The experimental investigations were divided into three major parts, including:
1. Individual wire fatigue tests in tension-tension mode and in load control applying a
constant amplitude with a stress ratio R = 0.1. The loading was sinusoidal with load
frequency f = 2 Hz. The tests were performed for wires taken from centre, inner and
outermost layer of the 95 mm2 cross-section. A similar procedure was employed for
testing of the outermost layer of the 300 mm2 conductor.
2. Full cross-section fatigue tests in tension-tension mode were performed for the 95mm2
copper conductor under constant amplitude loading with a stress ratio R = 0.1, in load
control, and at load frequency 2 Hz.
3. Displacement controlled bending fatigue tests of 95 and 300 mm2 full cross-section
conductors were carried out. The specimens were prestressed to 100 MPa mean stress
and exposed to reversed bending motion with a constant curvature. The loading was
sinusoidal with load frequency f = 0.4 Hz. The intention of the test was to simulate the
loading of a conductor hanging from a floater through a bellmouth (bending stiffener)
and subjected to the motions of a floating structure. In this test, all motions were
applied in one plane.
Moreover, in order to assess the initiation and growth mechanism of fatigue cracks (fatigue
failures due to tension-tension and tension-bending loads) fractography was investigated using
SEM (Scanning Electron Microscopy) for both 95 mm2 and 300 mm2 conductors.

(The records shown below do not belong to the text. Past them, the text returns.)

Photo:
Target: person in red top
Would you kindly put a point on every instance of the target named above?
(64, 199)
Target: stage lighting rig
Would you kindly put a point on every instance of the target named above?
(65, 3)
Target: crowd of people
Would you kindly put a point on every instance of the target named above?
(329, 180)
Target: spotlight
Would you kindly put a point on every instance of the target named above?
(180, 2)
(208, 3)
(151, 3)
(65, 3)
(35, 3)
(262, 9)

Finite element (FE) analysis of individual wires was carried out to investigate the combined
effects of surface irregularities resulting from the manufacturing processes and material plasticity
on the fatigue performance. The obtained results from FE analysis were used to transform
S-N fatigue data based on the nominal stress range to S-N fatigue data based on the
actual stress ranges.
A series of friction tests of copper wire against copper wire was conducted. The purpose
of these tests was to investigate the coefficient of friction. Several constant normal force conditions
were applied in the tests. The tangential and normal loads were monitored throughout
the tests and the associated coefficient of friction was calculated.

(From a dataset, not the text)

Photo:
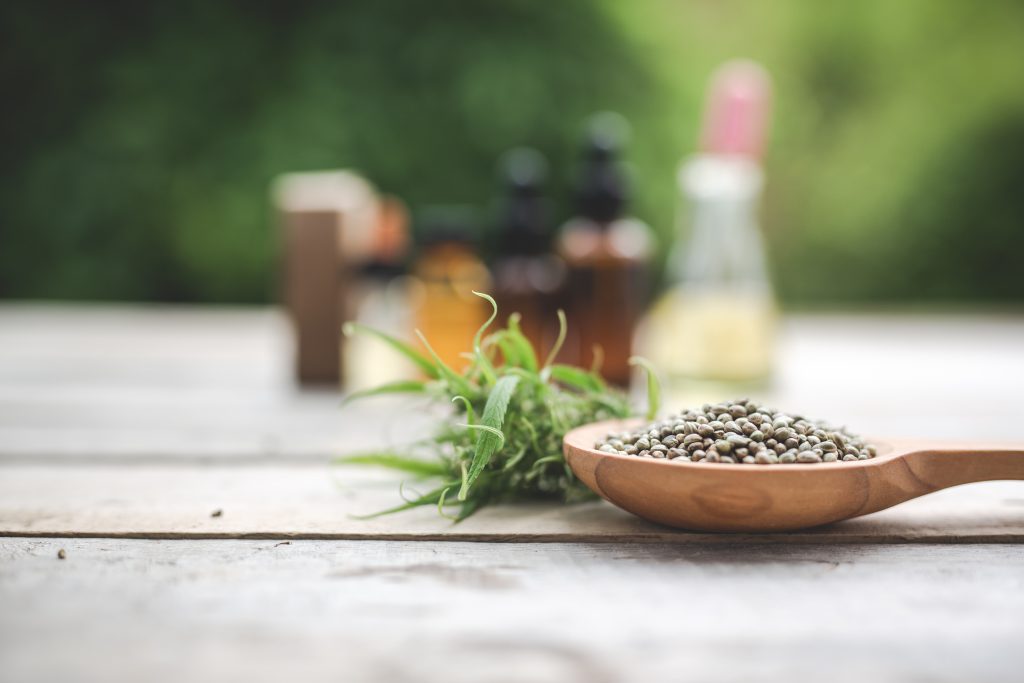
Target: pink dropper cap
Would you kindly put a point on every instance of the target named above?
(738, 102)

A calibration test was used to tune the FE model of the 95 mm2 and 300 mm2 copper power
conductors. This was performed by investigating the measured axial stiffness vs. FE and
analytical results. A copper power conductor with free span length 1000 mm was mounted
in a servo-hydraulic test machine. On each individual wire of the outer layer, strain gages
were attached for measuring the axial strain. In addition, the specimen was equipped with an
extensometer for monitoring the average axial strain of the conductor.

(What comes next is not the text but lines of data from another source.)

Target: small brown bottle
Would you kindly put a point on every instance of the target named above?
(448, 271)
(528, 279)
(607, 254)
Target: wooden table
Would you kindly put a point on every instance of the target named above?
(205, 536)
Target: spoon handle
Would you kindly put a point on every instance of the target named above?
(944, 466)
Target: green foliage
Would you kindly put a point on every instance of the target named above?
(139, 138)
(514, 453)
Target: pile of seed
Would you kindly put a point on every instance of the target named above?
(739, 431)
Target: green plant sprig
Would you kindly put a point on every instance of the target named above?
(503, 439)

FE analysis of both cross-sections was carried out applying the measured coefficient of friction.
A simplified description of the contact behaviour was adopted, considering the large
contact area resulting from plastic deformations of the wires during manufacturing, and calibrated
by the axial tension testing. Numerical simulations and analytical calculations were
performed in order to bridge the gap between the S-N data obtained from full cross-section
fatigue tests and S-N data obtained from individual wires fatigue tests.